Samedi 9 mai 2026 à 14h, à Darna.

86, rue Alexis Pesnon à Montreuil.

La revue À bas bruit propose une rencontre autour de la projection du film Gabès Labess (2014) d’Habib Ayeb (géographe), suivie d’une discussion en présence de Moez Elbey (journaliste indépendant et animateur du Projet Ba7ath), de Safouan Azouzi (chercheur spécialiste des pratiques locales de commoning) et de Frederic Sultan de Remix the commons.

La rencontre se conclura, en musique, par un concert de Hadi & Hadi (oud)

Les peuples veulent la fermeture des usines !

C’est le cas à Gabès, en Tunisie ‒ unique oasis maritime au monde, nurserie historique de tortues, de requins et de raies en Méditerranée, source millénaire d’une agriculture vivrière luxuriante au cœur d’un pays en proie à la sécheresse extrême et à la pauvreté.
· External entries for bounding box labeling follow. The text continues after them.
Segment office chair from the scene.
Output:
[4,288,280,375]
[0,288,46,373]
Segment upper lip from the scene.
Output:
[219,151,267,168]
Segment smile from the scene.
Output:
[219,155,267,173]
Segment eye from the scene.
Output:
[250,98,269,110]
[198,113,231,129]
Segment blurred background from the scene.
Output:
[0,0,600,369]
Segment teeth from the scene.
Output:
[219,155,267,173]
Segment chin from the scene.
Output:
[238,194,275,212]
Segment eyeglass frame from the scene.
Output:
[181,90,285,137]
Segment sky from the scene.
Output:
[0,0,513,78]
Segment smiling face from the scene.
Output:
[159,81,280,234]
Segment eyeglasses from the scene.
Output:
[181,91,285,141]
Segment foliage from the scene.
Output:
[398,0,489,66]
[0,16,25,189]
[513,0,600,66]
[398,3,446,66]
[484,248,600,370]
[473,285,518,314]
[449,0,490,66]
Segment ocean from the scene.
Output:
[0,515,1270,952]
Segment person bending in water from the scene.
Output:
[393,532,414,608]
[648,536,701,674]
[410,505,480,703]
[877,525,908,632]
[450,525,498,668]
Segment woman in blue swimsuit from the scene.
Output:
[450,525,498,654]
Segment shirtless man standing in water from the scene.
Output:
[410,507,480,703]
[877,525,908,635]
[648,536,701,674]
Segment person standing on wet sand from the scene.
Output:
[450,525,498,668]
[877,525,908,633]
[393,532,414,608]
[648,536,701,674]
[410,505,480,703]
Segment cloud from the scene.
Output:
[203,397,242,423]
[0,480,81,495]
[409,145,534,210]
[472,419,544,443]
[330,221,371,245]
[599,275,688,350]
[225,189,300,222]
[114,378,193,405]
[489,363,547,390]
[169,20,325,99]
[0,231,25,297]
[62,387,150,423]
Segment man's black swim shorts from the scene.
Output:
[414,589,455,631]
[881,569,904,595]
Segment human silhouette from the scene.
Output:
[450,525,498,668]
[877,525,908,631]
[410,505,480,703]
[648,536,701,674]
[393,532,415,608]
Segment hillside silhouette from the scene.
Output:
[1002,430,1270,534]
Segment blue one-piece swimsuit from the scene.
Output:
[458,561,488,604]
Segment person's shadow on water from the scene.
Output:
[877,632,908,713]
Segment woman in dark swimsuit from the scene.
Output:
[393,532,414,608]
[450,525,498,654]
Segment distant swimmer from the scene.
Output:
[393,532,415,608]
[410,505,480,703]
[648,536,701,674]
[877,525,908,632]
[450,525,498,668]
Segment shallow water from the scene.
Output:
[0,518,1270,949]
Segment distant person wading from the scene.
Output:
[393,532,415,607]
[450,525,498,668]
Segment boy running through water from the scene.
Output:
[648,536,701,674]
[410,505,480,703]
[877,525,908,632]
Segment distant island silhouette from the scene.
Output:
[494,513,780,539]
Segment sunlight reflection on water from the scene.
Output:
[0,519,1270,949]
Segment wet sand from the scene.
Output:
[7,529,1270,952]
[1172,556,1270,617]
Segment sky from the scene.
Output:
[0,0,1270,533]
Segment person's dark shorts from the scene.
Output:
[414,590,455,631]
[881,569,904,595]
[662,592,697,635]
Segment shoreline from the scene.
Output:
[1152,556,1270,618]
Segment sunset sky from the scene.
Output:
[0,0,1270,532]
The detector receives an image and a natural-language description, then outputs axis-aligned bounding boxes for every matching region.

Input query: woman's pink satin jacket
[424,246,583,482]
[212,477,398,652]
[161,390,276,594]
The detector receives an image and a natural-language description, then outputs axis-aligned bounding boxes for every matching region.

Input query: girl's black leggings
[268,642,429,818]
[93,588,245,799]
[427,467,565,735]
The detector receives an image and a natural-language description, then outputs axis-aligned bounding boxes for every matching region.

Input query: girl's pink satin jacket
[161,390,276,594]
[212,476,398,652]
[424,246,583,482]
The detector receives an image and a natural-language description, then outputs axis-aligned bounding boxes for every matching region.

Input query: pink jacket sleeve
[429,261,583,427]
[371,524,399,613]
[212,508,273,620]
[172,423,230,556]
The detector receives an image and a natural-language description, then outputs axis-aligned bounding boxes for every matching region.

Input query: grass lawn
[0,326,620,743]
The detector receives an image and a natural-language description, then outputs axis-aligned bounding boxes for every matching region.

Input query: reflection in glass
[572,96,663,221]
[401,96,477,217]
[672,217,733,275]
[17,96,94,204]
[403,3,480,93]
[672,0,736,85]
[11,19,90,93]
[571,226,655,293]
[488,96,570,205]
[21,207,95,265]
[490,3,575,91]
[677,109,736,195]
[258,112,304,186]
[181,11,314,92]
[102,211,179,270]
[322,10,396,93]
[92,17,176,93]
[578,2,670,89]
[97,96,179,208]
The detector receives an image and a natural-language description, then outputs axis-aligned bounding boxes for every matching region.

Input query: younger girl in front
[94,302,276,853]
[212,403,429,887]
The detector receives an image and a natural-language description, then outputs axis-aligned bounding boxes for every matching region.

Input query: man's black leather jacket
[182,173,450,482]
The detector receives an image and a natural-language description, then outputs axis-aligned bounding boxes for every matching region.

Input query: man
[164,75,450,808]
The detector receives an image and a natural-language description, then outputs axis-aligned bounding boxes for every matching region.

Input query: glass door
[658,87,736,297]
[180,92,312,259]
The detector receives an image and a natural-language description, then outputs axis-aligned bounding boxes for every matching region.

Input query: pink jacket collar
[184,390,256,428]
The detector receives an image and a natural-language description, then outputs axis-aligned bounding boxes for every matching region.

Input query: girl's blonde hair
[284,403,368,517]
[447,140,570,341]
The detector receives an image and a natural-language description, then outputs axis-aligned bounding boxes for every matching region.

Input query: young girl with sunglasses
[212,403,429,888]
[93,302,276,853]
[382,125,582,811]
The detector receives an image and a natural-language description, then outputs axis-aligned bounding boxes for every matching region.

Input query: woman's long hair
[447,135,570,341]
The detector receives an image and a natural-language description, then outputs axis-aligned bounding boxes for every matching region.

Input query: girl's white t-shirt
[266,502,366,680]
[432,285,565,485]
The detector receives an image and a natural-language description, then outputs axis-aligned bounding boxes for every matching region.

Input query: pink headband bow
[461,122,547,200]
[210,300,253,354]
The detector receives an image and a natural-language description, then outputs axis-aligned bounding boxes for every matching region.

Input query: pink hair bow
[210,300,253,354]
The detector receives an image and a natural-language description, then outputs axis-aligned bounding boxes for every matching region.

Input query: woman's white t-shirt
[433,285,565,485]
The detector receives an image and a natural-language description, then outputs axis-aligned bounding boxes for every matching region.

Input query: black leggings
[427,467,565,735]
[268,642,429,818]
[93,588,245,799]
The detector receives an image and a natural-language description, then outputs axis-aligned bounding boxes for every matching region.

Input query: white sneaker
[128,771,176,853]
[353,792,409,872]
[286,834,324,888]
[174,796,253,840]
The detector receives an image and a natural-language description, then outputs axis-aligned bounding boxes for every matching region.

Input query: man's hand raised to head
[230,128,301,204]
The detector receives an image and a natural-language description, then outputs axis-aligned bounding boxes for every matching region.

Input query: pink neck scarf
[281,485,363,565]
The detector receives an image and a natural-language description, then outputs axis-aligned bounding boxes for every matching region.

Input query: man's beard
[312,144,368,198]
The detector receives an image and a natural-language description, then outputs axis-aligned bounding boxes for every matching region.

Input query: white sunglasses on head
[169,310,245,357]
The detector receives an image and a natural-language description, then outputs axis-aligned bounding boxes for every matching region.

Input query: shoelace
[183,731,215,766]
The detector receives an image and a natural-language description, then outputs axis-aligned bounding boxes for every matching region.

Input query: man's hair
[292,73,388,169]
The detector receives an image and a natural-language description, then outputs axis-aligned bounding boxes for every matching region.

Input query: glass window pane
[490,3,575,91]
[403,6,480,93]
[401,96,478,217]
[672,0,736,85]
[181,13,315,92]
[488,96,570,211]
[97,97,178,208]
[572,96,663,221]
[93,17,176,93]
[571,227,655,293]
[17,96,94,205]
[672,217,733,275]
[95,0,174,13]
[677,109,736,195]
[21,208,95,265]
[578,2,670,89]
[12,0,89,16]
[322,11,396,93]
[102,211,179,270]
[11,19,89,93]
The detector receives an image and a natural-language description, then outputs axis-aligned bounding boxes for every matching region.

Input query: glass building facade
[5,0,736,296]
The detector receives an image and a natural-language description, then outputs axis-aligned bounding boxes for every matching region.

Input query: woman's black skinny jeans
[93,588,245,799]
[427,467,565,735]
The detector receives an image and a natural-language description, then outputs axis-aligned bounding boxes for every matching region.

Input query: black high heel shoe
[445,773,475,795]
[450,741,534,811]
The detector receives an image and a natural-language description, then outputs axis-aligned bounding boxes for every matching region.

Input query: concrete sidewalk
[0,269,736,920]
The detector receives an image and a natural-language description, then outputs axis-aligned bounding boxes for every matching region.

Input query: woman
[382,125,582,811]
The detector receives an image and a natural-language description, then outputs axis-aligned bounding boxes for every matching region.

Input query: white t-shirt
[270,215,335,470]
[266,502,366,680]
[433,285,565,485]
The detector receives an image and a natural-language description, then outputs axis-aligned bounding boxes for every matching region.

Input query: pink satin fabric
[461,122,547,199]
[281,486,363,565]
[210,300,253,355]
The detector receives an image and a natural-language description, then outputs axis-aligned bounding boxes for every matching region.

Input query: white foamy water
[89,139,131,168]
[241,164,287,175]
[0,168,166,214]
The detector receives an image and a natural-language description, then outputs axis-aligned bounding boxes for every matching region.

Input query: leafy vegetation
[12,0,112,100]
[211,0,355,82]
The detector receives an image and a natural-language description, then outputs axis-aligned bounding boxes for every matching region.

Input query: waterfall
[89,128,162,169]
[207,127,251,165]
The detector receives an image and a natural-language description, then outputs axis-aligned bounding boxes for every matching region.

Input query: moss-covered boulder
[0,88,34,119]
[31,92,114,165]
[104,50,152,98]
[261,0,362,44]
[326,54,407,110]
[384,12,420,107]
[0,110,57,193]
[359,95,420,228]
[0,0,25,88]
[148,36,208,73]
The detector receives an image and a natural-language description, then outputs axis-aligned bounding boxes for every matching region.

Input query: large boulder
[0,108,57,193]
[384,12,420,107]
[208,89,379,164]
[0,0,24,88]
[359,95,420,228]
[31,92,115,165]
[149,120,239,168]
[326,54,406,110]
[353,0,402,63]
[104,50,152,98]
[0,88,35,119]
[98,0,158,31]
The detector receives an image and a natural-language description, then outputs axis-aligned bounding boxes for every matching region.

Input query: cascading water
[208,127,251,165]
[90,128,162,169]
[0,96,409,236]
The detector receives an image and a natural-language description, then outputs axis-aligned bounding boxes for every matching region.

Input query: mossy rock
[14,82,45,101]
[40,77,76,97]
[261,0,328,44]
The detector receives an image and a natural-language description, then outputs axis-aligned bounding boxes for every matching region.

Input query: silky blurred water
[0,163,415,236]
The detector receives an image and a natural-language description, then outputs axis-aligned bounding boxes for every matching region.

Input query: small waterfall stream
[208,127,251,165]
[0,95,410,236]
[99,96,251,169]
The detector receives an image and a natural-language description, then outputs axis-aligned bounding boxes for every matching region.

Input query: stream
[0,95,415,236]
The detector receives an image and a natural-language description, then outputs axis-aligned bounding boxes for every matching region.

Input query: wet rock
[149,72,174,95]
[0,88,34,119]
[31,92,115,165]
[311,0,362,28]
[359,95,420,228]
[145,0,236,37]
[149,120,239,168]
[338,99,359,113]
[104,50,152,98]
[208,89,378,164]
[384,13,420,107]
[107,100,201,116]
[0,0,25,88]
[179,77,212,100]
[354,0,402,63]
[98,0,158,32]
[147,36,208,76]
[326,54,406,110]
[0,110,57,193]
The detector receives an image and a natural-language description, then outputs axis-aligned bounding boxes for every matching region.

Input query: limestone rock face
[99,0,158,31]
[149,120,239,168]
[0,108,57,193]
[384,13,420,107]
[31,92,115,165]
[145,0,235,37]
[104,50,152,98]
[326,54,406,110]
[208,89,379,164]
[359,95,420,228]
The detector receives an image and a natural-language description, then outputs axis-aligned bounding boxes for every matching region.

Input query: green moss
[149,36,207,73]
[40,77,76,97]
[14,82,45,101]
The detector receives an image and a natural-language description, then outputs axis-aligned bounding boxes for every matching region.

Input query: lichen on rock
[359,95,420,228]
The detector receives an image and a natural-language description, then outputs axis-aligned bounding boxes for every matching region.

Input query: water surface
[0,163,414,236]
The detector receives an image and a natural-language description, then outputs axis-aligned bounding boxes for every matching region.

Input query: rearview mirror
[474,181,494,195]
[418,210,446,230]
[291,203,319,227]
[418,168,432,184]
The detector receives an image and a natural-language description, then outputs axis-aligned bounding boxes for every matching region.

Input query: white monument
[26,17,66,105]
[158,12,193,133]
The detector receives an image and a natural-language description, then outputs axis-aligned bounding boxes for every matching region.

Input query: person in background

Gabès, où les usines de transformation du phosphate du Groupe chimique tunisien et de Phosphéa, filiale du groupe français Roullier, vident les nappes phréatiques, déversent dans la mer des boues radioactives saturées en métaux lourds, et répandent à des kilomètres à la ronde des fumées toxiques chargées en particules fines, oxydes de soufre, ammoniac et fluorure d’hydrogène.

Gabès, où les usines déciment la biodiversité, sèment la mort et font exploser les taux de cancer, d’asthme sévère et de fluorose osseuse ‒ pour produire les engrais et l’alimentation animale, ces déversoirs de polluants, et notamment de cadmium ‒ auxquels carbure l’agriculture intensive et productiviste européenne, et notamment française.

Gabès, où se mobilisent depuis cinquante ans, de plus en plus fortement — à la suite de la révolution de 2011 (elle-même précédée, rappelons-le, par une intense grève au sein des mines de la Compagnie des phosphates de Gafsa) : les oasien·nes, les riverain·es, les ouvrier·ères du groupe chimique, les pêcheurs, les malades du cancer, les familles des enfants intoxiqué·es pour exiger la fermeture des usines. 

Cette rencontre sera aussi l’occasion d’entendre le récit des luttes et des résurgences de pratiques collectives que le mot « communs » ne saurait qu’imparfaitement résumer, car à Gabès, il ne s’agit pas de résister à une pollution parmi d’autres, mais de lutter contre la destruction systématique d’un territoire et de la mise à mort lente des formes de vie qu’il rendait possibles.

Gabes Labess (bande annonce film)

Remix the commons

Pour une controverse autour du communalisme dans le cadre des travaux de Remix the commons, voir ici.

Vous pouvez lire un article de Safouan Azouzi, co-écrit avec Loredana Di Lucchio :

« Design as/for Common(s): Decolonial Participatory Experiences for Post-Capitalist Resilient Future(s) »,

Par les mêmes auteurs :

« Design After the Anthropocene »

Et écouter le podcast :

Safouan Azouzi: Lessons of Desert Oases for Eco-Resilient Transformation

Darna est la Maison des Peuples et de l’Exil, lieu pluriel d’hospitalité qui accueille tout à la fois : un café, une cantine coopérative, des récits de luttes ici et ailleurs, des activités d’entraide et de partage des savoirs.